Tree experts have begun an effort to rebuild forests near the home of America's first president, George Washington. Earlier this month, workers gathered buds from tall, old trees on the grounds of George Washington's home, Mount Vernon. It is in the state of Virginia, near Washington, D-C. The experts hope to produce genetic copies, or clones, of the trees and plant them on the property.
Tree experts David Milarch (MILL-ark) and his son, Jared, are leading the efforts. They gained experience in cloning old trees through the Champion Tree Project. They started the project to produce genetic copies of the largest trees in the United States. Over the next ten years, the project plans to provide Mount Vernon with one-thousand trees for planting in nearby wooded areas.

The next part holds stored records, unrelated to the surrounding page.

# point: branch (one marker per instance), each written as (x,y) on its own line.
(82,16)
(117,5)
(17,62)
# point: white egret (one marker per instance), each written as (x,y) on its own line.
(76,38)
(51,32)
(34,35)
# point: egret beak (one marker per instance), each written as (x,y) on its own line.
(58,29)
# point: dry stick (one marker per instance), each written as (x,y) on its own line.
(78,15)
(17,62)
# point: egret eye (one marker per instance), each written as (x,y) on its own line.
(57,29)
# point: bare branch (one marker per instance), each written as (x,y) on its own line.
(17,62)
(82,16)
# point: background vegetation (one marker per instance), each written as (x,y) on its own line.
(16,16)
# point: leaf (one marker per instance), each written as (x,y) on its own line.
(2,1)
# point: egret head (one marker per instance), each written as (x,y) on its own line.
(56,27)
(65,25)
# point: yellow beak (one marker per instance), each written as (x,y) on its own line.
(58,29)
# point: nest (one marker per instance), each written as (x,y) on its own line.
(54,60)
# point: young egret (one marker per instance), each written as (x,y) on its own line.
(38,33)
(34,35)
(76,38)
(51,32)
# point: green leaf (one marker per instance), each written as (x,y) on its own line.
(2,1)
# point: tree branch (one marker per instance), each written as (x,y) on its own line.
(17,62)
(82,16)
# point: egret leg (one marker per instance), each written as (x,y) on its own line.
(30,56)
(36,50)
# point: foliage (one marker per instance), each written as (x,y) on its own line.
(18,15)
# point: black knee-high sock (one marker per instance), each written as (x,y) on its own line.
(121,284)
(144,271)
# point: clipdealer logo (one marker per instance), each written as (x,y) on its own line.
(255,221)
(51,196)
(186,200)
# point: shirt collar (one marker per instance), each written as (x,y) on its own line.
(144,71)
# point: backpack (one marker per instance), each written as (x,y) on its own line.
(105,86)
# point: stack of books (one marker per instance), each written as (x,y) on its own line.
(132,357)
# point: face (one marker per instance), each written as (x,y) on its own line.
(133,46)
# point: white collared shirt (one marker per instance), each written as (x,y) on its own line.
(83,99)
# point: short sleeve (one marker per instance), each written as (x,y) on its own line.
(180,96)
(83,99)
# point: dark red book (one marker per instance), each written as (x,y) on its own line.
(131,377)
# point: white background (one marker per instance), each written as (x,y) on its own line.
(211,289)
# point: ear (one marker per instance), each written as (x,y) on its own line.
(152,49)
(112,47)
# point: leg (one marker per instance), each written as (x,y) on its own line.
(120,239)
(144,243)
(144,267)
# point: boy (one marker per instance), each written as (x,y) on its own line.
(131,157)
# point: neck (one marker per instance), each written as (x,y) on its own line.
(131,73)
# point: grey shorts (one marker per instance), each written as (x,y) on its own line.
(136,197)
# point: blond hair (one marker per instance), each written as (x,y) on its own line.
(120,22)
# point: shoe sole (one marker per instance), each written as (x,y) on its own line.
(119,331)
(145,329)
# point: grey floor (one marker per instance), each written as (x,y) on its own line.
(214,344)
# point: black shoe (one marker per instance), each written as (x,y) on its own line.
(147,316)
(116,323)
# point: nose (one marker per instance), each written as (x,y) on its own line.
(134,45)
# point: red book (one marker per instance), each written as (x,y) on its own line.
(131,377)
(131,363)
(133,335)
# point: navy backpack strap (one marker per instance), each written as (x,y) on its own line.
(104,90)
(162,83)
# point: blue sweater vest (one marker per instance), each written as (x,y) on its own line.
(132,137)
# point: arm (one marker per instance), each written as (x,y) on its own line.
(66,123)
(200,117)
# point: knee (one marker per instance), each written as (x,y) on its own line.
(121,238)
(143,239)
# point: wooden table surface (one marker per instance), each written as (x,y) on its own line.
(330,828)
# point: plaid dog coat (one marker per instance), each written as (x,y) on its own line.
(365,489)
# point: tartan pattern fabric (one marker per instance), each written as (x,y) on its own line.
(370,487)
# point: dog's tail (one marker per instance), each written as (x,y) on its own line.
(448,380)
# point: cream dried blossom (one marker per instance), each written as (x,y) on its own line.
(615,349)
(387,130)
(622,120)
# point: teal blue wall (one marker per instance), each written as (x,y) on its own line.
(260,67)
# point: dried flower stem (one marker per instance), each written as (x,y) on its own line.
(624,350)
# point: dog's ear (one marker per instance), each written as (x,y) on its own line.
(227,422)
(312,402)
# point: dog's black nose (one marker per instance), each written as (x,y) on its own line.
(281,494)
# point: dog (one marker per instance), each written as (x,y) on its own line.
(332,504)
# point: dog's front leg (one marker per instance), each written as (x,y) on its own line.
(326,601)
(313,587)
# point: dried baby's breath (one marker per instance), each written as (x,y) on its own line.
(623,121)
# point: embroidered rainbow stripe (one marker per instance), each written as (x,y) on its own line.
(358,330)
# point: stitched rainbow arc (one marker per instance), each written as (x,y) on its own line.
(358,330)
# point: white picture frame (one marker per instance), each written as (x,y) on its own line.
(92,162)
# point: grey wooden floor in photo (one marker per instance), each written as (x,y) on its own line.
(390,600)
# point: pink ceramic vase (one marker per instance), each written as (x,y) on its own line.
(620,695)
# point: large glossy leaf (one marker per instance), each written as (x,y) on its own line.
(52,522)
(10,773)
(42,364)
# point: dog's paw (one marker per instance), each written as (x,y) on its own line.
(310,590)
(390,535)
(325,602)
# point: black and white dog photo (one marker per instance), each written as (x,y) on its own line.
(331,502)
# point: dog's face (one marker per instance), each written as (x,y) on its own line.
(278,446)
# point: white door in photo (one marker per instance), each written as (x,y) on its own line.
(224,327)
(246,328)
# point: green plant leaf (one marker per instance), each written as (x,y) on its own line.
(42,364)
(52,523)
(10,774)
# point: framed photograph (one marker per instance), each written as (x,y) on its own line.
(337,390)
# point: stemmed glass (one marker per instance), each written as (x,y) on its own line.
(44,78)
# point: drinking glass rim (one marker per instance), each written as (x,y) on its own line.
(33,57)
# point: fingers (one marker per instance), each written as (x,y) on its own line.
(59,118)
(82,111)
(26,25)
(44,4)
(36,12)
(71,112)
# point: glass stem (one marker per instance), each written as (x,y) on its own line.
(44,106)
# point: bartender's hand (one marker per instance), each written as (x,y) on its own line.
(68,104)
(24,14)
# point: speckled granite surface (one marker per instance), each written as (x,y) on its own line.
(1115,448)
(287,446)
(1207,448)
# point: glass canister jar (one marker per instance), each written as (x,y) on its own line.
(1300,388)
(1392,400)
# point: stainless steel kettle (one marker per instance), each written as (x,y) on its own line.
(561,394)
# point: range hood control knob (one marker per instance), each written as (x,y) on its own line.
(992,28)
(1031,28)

During the past century, Mount Vernon has lost more than seventy trees that were planted when George Washington was alive.
As a special project, David and Jared Milarch offered to make clones of the thirteen oldest trees at Mount Vernon. They are huge, beautiful trees. George Washington supervised the planting of these trees more than two-hundred years ago.
The Milarch family plans to grow fifty copies of each tree in tree nurseries in Alabama and Oregon. They will return the trees to be planted at Mount Vernon in two years. Some copies of the trees will be sent to the Arnold Arboretum at Harvard University in Cambridge, Massachusetts for safe keeping.
Grafting is the name of the process used to clone trees. It has been done for thousands of years. A method called the T-bud technique often is used to copy trees.
Workers begin by cutting the bark, or covering, on the side of a young tree. The cut is made in the shape of a cross, or the letter T. Next, the workers find a bud, or small growth, on the tree to be copied. A small piece of wood under the bud is carefully removed from the tree. The bud is then put into the hole on the other tree. The bud is tightly tied in place and begins to grow.
Mount Vernon officials say George Washington was interested in his tree collection. The officials add that he was a strong environmentalist. They say the old trees are important because they existed when America's first president was alive.